KONAWE, (IslamToday ID) – Tiga desa di
Kabupaten Konawe, Provinsi Sulawesi Tenggara (Sultra) jadi sorotan
nasional setelah Menteri Keuangan Sri Mulyani menyebut keberadaan desa
fiktif atau desa siluman yang berdampak pada penggunaan dana desa yang tidak
tepat sasaran.
Tiga desa yang diduga fiktif itu adalah Desa Ulu Meraka Kecamatan Lambuya, Desa
Uepai Kecamatan Uepai, dan Desa Morehe Kecamatan Uepai.
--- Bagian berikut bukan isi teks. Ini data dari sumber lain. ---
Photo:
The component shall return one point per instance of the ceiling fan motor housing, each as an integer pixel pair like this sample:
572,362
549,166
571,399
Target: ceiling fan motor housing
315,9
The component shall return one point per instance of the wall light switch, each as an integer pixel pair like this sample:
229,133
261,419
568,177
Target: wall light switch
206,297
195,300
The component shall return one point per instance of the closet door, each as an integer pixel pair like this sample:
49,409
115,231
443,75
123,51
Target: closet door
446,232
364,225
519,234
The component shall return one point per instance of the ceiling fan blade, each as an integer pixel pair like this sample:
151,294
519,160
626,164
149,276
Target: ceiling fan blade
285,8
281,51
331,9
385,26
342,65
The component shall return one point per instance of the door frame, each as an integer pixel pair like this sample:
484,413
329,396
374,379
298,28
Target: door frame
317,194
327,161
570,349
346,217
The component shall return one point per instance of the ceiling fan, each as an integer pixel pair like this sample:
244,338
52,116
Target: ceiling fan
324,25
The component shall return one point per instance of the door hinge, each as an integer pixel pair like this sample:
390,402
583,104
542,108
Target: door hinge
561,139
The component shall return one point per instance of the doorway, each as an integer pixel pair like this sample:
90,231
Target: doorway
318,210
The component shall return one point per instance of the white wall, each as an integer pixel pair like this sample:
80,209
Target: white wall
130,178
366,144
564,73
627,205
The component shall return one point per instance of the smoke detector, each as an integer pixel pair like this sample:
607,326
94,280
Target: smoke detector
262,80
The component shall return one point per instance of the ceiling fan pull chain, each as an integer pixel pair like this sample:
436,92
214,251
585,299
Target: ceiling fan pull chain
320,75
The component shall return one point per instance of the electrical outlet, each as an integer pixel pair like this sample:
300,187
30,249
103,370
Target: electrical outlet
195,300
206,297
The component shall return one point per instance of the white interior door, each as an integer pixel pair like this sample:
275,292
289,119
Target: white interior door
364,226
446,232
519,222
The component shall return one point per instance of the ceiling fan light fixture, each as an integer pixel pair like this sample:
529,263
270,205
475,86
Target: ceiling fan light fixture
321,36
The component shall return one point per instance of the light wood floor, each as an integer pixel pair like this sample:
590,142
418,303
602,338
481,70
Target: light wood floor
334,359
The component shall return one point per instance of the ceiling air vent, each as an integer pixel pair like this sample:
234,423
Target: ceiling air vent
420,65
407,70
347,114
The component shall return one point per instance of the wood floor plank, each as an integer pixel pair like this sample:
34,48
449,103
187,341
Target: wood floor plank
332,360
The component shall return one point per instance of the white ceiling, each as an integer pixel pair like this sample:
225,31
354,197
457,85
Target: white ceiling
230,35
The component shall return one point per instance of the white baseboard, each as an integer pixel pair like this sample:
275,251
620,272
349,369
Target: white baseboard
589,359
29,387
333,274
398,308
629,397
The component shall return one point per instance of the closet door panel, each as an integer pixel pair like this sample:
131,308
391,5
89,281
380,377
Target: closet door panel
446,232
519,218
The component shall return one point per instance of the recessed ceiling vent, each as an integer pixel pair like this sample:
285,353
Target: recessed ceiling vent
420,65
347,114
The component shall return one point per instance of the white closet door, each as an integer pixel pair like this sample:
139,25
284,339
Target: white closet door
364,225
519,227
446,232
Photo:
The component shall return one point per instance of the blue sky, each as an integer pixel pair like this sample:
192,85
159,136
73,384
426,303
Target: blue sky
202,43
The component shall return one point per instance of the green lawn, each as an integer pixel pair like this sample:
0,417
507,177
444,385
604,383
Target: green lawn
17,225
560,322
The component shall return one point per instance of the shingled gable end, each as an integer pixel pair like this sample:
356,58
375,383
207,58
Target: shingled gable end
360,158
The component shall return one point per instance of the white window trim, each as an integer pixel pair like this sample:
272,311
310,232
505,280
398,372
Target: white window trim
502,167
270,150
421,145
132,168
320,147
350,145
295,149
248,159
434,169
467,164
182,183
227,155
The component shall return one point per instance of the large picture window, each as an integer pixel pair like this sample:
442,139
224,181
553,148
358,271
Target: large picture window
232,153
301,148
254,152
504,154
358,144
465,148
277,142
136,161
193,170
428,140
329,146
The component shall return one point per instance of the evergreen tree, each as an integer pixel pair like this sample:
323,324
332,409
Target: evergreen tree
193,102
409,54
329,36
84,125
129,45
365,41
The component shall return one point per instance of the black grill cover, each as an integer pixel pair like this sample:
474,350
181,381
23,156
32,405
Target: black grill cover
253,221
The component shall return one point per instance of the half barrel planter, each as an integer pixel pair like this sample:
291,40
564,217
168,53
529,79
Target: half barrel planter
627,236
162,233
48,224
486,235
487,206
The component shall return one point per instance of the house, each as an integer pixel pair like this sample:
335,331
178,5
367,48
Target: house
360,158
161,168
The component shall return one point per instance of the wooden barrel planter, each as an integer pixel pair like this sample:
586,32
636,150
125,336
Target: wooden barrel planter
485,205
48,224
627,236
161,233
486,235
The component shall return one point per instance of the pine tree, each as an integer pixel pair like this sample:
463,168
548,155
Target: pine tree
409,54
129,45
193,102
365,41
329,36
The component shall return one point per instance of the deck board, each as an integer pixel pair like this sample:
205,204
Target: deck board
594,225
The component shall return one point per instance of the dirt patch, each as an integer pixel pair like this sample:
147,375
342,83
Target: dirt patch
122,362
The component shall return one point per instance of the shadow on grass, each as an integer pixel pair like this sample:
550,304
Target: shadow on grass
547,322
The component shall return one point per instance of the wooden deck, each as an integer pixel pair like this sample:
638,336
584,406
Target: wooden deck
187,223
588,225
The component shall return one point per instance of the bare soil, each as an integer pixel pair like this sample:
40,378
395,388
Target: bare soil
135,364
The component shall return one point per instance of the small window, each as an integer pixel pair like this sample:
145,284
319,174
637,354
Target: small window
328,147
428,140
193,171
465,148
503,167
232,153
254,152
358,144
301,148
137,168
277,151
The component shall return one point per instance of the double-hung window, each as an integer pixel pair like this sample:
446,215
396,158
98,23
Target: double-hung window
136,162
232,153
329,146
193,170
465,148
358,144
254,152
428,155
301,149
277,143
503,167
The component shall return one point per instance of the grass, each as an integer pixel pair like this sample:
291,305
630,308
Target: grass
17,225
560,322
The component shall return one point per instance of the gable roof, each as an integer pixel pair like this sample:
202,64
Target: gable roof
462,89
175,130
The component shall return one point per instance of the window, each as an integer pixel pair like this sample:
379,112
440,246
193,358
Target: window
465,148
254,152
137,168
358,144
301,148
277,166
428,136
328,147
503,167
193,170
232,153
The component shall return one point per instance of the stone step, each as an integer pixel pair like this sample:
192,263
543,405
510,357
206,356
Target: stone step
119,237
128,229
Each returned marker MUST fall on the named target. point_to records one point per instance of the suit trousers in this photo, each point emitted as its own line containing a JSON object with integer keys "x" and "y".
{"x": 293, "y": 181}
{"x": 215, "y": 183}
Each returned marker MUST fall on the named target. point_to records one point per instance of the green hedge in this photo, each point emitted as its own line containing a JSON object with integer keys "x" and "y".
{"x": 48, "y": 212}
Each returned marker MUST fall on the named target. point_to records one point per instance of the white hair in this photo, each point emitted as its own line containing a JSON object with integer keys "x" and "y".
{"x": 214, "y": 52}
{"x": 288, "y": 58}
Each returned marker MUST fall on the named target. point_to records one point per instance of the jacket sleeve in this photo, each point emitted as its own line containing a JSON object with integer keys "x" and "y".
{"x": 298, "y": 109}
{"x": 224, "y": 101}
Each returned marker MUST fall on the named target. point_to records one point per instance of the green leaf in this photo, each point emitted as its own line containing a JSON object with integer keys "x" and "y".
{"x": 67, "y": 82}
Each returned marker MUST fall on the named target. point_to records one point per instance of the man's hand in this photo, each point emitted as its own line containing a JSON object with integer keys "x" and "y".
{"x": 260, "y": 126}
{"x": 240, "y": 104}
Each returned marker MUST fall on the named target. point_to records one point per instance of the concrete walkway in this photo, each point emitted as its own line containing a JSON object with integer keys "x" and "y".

Konawe merupakan salah satu kabupaten tertua di Sultra yang terdiri dari 27
kecamatan, 57 kelurahan dan 297 desa dengan luas wilayah 4.435,28 km² dan
jumlah penduduk 253.659 jiwa (2017) dengan sebaran penduduk 57 jiwa/km². Jarak ibukota provinsi, Kendari ke Konawe sekitar 45
kilometer. Lambuya dan Uepai merupakan dua kecamatan yang berdampingan.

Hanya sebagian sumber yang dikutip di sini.